Parcours Gouin Welcome Pavilion

A passive-active design brings urban beautification

By Maryse Laberge

Designed both as a visitor centre and as a showcase for environmental education, the Parcours Gouin Welcome pavilion integrates sustainable design  strategies, such as site preservation, potable water conservation, energy efficiency, renewable energy, local materials, and health and wellbeing. The Net-Zero project is certified LEED Gold.

The two-storey, 460m² building is located in the wooded Basile-Routhier Park, Montreal’s only riverside park accessible by Metro. The ground floor includes a community room that can accommodate various events, while the upper floor includes a large multi-purpose room, an office area for community organizations, the mechanical room and access to an exterior deck.

The site offers a variety of accessible services and facilities promoting outdoor activities, nature interpretation and healthy lifestyles, whether through nutrition or physical activity. The sustainable strategies used in the construction and operation of the building are demonstrated and explained to visitors.

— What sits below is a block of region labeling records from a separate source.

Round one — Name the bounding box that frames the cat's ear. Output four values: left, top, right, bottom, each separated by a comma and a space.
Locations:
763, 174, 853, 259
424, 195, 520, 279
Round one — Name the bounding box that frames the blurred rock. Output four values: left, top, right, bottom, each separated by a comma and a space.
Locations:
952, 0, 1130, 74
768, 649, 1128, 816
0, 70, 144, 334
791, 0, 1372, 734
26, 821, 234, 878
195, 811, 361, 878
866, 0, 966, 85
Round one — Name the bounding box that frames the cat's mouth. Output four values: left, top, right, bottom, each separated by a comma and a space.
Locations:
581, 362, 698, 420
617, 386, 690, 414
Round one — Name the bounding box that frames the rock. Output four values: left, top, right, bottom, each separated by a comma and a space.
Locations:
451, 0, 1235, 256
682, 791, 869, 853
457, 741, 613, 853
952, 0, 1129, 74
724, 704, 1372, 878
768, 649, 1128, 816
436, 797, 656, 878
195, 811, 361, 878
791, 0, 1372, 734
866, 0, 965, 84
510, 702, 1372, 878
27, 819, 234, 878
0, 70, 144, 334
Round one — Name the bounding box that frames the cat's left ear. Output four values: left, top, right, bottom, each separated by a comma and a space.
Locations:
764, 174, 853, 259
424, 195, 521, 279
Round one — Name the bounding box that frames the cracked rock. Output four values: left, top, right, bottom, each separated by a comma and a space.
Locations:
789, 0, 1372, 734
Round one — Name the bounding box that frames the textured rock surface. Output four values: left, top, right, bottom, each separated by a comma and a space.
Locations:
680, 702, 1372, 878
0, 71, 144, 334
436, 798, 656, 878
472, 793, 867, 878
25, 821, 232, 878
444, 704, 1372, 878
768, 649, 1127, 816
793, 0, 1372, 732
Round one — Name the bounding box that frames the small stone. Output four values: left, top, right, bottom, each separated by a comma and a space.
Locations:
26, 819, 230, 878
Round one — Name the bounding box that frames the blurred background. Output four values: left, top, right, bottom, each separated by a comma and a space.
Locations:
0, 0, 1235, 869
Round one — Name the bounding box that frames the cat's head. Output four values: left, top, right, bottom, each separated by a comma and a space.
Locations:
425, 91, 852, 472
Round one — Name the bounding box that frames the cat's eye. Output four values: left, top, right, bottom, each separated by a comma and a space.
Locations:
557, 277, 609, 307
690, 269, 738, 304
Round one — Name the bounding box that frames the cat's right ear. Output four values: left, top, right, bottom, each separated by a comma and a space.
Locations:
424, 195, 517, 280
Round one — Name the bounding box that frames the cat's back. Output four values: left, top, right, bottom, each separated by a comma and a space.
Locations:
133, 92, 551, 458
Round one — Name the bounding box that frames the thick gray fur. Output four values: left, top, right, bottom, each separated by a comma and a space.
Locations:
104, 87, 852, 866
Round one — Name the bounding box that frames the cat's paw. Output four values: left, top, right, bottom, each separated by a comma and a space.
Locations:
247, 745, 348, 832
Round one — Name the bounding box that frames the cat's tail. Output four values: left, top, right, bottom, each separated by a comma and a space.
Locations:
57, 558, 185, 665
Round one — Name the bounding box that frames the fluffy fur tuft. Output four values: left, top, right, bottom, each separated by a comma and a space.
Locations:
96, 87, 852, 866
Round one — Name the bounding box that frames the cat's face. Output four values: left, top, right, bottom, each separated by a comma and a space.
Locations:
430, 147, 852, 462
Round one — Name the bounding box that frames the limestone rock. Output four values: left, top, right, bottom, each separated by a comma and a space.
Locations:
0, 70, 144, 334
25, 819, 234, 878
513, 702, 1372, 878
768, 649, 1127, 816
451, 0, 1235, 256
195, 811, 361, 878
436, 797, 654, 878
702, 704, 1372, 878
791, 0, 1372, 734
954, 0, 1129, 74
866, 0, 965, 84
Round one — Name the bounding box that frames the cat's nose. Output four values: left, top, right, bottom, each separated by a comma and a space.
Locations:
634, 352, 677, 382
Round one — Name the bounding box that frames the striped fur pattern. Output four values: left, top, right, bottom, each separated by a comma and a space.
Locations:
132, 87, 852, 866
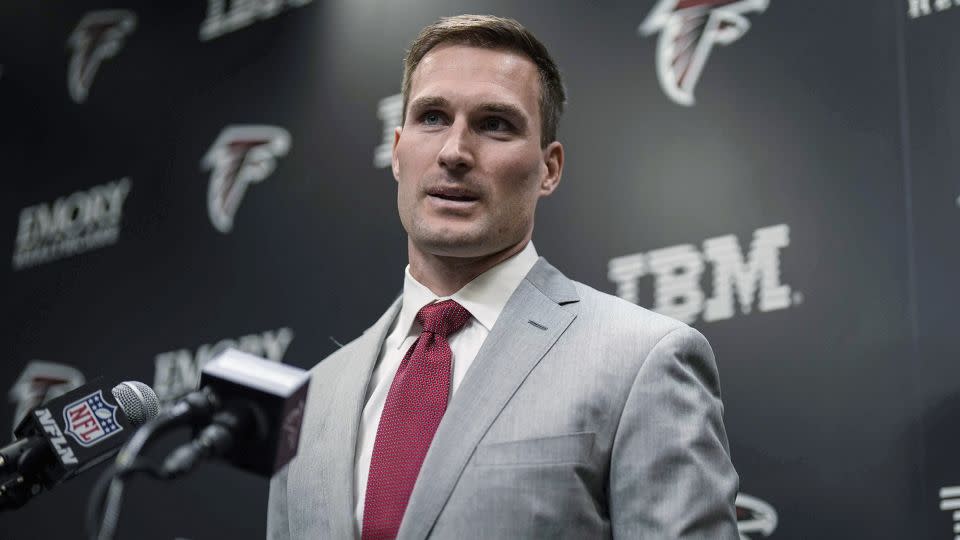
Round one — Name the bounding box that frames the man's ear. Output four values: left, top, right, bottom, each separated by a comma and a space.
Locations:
540, 141, 563, 197
391, 126, 403, 182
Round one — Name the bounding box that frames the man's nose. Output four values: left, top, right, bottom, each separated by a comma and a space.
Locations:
437, 120, 474, 171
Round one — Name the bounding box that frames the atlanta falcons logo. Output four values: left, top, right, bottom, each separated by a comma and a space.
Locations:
638, 0, 770, 106
202, 126, 290, 233
737, 493, 777, 540
10, 360, 85, 436
67, 9, 137, 103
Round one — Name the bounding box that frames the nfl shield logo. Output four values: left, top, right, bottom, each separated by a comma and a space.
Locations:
63, 390, 123, 447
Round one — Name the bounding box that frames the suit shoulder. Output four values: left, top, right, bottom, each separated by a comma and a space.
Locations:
310, 334, 376, 375
573, 281, 699, 340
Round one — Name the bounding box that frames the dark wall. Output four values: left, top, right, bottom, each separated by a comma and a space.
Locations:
0, 0, 960, 540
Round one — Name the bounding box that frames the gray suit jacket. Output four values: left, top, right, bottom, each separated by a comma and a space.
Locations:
267, 258, 738, 540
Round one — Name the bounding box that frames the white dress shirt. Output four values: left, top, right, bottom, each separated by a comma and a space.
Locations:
355, 242, 538, 531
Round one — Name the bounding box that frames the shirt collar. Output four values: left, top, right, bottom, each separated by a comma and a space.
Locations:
396, 242, 539, 347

In addition, the biophilic design approach and the connection to the surrounding landscape are apparent throughout the building and contribute to the enjoyment well-being of the users.

Energy and Water

The ambition to achieve a Net Zero building is realized through a combination of strategies which include a high-performance building envelope, high-efficiency mechanical and electrical systems, and an array of 120 photovoltaic panels capable of generating 31.8 kilowatts of renewable energy.

Thermal comfort is achieved by minimizing thermal bridging through the highly insulated envelope, and the use of a radiant heating system embedded in the concrete slab. A ventilation and air conditioning system, controlled by occupancy sensors, also ensures excellent air quality and comfort. Operable triple-pane windows allow for natural ventilation when the weather is mild.

Water-saving appliances are used to reduce primary consumption. The domestic hot water is preheated by a solar collector on the roof (in which a heat transfer fluid circulates) before going into a holding tank. Rainwater management includes a rainwater collection tank for watering the gardens. Various stormwater management measures are integrated, such as permeable paving, bio-retention basins and rain gardens, and all are designed to fit harmoniously within the overall aesthetic of the building and its surroundings.

The energy-efficient curtain wall by Unicel Architectural contains triple-glazed sealed units, low-E film and interior wood mullions.

Maryse Laberge is Senior Principal at Beirtz Bastien Beaudoin Laforest (Groupe Provencher Roy).